SI J'ETAIS ENCORE PRESIDENT DE LA REPUBLIQUE : 10 règles pour améliorer la qualité du Cinéma Mondial ! (version 1.2)

Publié le par Docteur Devo


(photo : "X Express" par Dr Devo)

Cet article est la deuxiéme version de la proposition de mesures intitulées SI J'ETAIS PRESIDENT DE LA REPUBLIQUE. J'ai repris le texte et ajouter entre parenthéses quelques remarques anodines.
 
Mesdemoiselles, Messieurs,
Figurez-vous que je suis en train de préparer mon top 20 de l'année cinématographique qui s'achève, comme je le fais chaque année. On y reviendra car cela fera parti d'un prochain article. [Oui, j'ai tenu promesse : ici
Avant de rentrer dans le détail, parlons un peu de moi. Il est temps que vous appreniez deux ou trois choses sur le Dr Devo. D'abord, ce matin, je me suis fait couper les cheveux (mon dieu !). Deuxièmement, je vois beaucoup de films tous les ans. D’abord parce que j'aime ça, certes, mais aussi parce que j'ai travaillé pendant de nombreuses années et jusqu'à très récemment dans un cinéma. Je réalise également de très splendouillets courts et moyens métrages. Je dois voir à peu près 100 ou 150 films par an en salles (100 me parait plus juste), et encore plus en vidéo ou DVD.
Et bien, le croiriez-vous, cette année comme l'année dernière, j'ai beaucoup de mal à faire mon top 20 annuel. Certes, j'ai vu pas mal de films très agréables, et énormément de mauvais (ce qui n'est pas forcément pour me déplaire, d'ailleurs !!), mais il faut bien avouer que très peu de films sont vraiment passionnants, ou émergent du lot. Et pourtant, je me considère exigeant, c'est sûr, mais assez bon public. Paradoxe.
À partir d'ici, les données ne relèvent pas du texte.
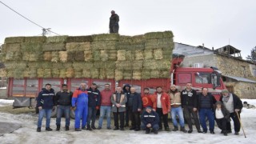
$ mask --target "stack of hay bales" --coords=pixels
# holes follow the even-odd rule
[[[170,31],[137,36],[6,38],[0,53],[0,76],[88,78],[99,79],[168,78],[174,48]]]

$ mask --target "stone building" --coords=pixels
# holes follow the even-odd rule
[[[226,88],[242,98],[256,98],[256,65],[243,60],[232,46],[217,50],[175,43],[174,54],[185,55],[183,67],[217,67]]]

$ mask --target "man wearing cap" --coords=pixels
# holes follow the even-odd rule
[[[114,10],[111,11],[111,17],[110,18],[110,33],[118,33],[119,30],[119,16],[115,14]]]
[[[152,110],[151,106],[146,106],[146,110],[142,114],[142,129],[146,130],[146,134],[150,134],[150,128],[153,129],[154,134],[158,133],[159,117],[158,113]]]
[[[82,120],[82,129],[86,130],[88,114],[88,94],[86,90],[87,85],[81,83],[80,87],[73,94],[72,110],[74,110],[74,130],[81,131],[80,121]]]
[[[66,84],[63,84],[62,90],[58,91],[54,97],[54,106],[57,106],[56,130],[61,126],[61,118],[64,113],[66,118],[66,130],[70,130],[70,106],[73,93],[67,89]]]
[[[234,122],[234,134],[239,135],[240,131],[240,113],[242,109],[242,102],[238,96],[233,93],[230,93],[227,90],[222,91],[222,97],[220,98],[226,108],[230,113],[230,118]],[[230,122],[226,122],[226,130],[228,133],[231,133],[231,124]]]
[[[99,110],[101,105],[101,93],[97,89],[96,83],[92,83],[91,86],[87,89],[88,92],[88,117],[87,117],[87,130],[96,130],[95,119],[97,110]]]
J’ai travaillé dans des salles commerciales normales, qui passent du HARRY POTTER et du BLADE TRINITY, aussi bien que dans des salles classées "art et essai" et même "recherche" ! Croyez-en mon expérience, la proportion de bons films et de mauvais films est absolument la même dans les deux camps. Commerciaux ou "à visée artistique", 8 films sur 10 sont mauvais, 1 est agréable, et 1 est très beau et peut être qualifié d'œuvre d'art. [Aujourd'hui, je dirais 7 de mauvais, 1 agréable ou moyen, 1 que je n'aime pas mais qui prend des risques artistiques et 1 qu'on peut qualifier d'œuvre d'art et qui en plus est réussi à mes yeux.]
 Donc cette année encore, peu de films qui soient des œuvres d'art convaincantes ou émouvantes, et quantité astronomique de films qui nous resservent exactement la même histoire qu'on a déjà vue 100 fois.
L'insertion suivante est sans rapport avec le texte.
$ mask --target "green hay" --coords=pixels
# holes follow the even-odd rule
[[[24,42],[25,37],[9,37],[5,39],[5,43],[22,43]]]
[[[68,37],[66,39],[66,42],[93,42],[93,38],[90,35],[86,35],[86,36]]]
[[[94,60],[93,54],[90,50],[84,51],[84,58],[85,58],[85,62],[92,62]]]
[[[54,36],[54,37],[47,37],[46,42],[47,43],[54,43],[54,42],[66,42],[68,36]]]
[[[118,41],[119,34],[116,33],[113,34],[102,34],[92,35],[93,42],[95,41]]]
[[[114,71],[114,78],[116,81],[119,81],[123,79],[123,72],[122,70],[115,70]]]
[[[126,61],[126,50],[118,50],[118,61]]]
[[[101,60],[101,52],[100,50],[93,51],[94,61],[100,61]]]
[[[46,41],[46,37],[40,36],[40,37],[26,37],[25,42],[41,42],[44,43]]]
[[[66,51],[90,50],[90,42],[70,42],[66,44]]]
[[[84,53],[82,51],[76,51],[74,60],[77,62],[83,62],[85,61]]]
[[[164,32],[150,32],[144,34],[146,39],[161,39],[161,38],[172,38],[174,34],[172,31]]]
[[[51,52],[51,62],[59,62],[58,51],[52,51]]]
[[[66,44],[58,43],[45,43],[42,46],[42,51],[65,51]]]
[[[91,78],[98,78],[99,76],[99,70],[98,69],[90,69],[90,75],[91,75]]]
Heureusement, Dr Devo a la solution pour améliorer de manière très significative sur le plan qualitatif le niveau de ce bel art qu'est le cinéma. J'ai donc pris une série de mesures assez drastiques certes, mais vouées à la réussite.
 
MANIFESTE POUR L'AMELIORATION  QUALITATIVE DU CINEMA MONDIAL
 
1) Obligation pour les réalisateurs de voir leur film en salles avant de le sortir...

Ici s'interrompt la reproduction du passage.